Concept, Choreography and Direction: Robert Bondara
Music: Arvo Pärt, Paweł Szymański, Aldona Nawrocka
Set Design and Costume Design: Diana Marszałek, Julia Skrzynecka
Projections: Ewa Krasucka
Light Design: Maciej Igielski

Program Download.

World Premiere (during the 3rd Days of Dance):
18 September 2011 [Teatr Wielki - Polish National Opera, Polish National Ballet, Warsaw, Poland]

Also presented:
28, 30 March 2013 [Dance Salad Festival, Houston, USA] – excerpt
29-30 June 2013 [27th International Competition for Choreographers in Hannover, Germany] - excerpt
28 September 2013 [Didura Festival, Sanok, Poland] - excerpt
23 October 2016 [International Dance Theatres  Festival Open Stage, Tarnów, Poland]

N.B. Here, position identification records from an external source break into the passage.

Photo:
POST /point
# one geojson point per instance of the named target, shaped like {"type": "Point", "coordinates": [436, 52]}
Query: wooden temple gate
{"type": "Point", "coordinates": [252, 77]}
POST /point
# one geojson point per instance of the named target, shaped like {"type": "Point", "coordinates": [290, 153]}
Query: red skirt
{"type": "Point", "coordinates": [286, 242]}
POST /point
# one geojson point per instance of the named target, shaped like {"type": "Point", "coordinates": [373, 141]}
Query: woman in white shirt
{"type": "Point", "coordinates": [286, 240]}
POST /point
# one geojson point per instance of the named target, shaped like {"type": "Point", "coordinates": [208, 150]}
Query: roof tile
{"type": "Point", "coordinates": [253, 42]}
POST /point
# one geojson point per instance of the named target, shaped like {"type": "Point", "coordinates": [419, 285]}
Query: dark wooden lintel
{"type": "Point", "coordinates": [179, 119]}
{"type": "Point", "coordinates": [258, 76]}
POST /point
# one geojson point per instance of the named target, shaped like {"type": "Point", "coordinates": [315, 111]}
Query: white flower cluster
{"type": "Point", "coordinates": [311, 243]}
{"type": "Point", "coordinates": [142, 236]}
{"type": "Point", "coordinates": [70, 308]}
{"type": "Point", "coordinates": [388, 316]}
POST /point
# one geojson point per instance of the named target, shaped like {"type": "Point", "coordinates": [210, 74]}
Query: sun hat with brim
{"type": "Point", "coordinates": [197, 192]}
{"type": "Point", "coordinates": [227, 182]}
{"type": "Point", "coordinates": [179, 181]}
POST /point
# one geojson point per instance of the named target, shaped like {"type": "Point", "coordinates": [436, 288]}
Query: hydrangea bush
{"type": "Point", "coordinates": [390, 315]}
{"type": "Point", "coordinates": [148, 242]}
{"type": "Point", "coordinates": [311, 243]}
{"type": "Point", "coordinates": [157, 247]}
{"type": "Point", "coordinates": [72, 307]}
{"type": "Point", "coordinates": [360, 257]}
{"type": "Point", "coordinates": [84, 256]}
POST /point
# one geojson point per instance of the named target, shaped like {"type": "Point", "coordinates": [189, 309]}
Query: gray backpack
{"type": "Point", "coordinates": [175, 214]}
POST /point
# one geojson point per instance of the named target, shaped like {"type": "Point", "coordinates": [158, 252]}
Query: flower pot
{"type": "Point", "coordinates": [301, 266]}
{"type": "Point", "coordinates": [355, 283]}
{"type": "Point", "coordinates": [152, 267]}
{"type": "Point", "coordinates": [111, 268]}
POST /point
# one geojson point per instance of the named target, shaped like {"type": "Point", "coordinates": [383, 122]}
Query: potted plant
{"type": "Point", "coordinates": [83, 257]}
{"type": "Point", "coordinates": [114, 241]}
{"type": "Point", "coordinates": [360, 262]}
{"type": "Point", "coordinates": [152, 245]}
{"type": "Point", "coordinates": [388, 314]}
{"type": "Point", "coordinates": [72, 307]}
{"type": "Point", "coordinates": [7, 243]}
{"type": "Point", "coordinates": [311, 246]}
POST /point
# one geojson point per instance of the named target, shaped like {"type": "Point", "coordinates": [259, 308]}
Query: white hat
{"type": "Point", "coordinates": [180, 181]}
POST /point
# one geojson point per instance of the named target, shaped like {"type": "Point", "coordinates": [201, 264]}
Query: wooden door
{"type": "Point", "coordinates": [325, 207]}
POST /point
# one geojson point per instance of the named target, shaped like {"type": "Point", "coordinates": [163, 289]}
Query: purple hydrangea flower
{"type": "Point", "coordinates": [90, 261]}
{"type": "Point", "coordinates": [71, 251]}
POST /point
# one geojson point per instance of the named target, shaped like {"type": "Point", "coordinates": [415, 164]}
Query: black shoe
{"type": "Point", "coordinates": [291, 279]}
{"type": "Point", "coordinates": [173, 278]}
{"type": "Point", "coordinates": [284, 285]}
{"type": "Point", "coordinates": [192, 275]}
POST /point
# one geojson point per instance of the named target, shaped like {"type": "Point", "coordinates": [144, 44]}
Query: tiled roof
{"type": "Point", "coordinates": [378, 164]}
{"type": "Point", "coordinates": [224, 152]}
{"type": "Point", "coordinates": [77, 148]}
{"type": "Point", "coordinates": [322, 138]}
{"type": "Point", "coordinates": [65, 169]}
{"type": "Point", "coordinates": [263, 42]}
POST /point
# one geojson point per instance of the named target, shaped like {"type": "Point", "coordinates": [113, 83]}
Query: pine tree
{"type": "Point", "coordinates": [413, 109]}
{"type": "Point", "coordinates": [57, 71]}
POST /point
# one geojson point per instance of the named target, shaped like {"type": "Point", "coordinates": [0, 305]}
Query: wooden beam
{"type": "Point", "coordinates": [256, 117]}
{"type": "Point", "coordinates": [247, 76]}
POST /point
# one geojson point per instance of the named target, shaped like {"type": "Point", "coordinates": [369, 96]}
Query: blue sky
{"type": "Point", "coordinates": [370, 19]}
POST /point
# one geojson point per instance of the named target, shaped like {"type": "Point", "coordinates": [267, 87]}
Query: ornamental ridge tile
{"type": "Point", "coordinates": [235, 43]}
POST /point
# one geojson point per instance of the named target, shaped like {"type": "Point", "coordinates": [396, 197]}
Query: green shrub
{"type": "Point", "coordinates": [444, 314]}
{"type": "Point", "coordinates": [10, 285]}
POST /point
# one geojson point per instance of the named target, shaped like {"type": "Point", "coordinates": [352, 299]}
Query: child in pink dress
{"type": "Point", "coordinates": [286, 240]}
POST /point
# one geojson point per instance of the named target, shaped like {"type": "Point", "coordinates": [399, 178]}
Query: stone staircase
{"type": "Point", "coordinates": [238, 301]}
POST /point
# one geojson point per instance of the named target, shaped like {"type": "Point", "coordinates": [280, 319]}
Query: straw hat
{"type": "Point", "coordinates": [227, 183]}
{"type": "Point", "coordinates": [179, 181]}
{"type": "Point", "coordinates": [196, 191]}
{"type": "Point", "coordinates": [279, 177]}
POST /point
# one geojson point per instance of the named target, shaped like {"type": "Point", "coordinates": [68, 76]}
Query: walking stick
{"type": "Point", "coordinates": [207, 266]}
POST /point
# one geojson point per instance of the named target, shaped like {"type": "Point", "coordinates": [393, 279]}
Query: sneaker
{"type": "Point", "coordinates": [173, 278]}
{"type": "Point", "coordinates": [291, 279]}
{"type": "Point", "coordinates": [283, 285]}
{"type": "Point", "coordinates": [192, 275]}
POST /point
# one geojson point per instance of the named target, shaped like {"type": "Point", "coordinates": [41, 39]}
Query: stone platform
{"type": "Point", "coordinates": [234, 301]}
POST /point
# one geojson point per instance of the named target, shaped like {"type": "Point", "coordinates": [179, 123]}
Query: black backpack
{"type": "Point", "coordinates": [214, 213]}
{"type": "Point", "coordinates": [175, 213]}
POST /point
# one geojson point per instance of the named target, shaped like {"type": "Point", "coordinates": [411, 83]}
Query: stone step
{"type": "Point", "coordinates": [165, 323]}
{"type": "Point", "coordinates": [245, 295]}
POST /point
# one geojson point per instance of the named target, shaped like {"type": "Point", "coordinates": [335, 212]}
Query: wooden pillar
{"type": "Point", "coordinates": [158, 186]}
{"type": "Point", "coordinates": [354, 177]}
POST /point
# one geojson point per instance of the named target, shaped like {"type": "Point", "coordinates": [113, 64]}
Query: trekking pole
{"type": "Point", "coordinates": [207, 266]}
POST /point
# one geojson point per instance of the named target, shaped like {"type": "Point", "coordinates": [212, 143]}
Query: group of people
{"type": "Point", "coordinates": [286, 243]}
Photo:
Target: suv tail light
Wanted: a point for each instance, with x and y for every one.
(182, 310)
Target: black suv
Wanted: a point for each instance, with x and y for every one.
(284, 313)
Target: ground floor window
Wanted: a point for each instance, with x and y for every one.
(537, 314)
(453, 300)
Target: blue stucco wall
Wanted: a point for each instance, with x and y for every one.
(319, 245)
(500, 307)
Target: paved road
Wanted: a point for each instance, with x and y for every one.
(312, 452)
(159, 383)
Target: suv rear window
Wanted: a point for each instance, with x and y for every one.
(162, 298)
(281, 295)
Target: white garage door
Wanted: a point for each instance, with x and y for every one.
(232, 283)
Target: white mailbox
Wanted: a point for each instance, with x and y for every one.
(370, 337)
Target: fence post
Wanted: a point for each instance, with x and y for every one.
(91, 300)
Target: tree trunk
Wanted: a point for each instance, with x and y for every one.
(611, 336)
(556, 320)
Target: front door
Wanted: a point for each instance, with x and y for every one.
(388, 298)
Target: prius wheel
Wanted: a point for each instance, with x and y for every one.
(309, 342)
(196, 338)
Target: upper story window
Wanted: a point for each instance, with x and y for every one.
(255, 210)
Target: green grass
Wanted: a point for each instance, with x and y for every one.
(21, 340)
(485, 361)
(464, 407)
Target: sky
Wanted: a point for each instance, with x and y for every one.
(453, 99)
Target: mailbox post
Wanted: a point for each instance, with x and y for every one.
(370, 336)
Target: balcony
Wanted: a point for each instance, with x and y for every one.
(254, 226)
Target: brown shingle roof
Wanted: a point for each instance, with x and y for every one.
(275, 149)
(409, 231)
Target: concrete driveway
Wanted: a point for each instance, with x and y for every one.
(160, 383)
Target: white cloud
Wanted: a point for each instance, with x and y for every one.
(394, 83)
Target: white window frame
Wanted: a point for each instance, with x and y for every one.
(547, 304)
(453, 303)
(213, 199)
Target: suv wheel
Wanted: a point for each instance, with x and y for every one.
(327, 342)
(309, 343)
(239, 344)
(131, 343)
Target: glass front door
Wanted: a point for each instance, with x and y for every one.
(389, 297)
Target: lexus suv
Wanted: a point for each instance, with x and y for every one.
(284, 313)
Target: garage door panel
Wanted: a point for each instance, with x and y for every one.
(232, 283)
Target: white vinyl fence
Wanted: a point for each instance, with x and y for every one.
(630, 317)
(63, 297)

„I escape with an ugly mug in my hands" - Gombrowicz had written. But here in Robert Bondara's ballet Persona the master openly advanced with it. The mug of Gombrowicz has an nicer name of course being associated with Jung and Bergman but the psychological domain from which the choreographer draws his inspiration doesn't leave any doubts. It seems that no one has progressed further on the Polish stage than Bondara in the art of grotesque dance at the same redefining Arvo Pärt's music (compositions by Paweł Szymański and Aldona Nawrocka are also used). Persona, the surface of the personality designed to be shown to others, multiplies here in fully bodily expressed grimaces, inflates in all kinds of incarnations and compromises itself in pathetic convulsions of the hurt ego. This ironic, astonishing and dynamic spectacle reveals the sphere of false appearances and dislocated ambitions in which all of us act among our fellow-men.

Jan Gondowicz

It is one of the most brilliant ballet careers of the last decade

It speaks of captive minds, but kept captive by ouerselves

There are no random movements here, no unnecessary gestures

Rzeczpospolita, Jacek Marczyński

It is as if somebody took out the soul of a human and changed it into sounds and vibrations. It is as if somebody got behind the curtain of thoughts and reached the core.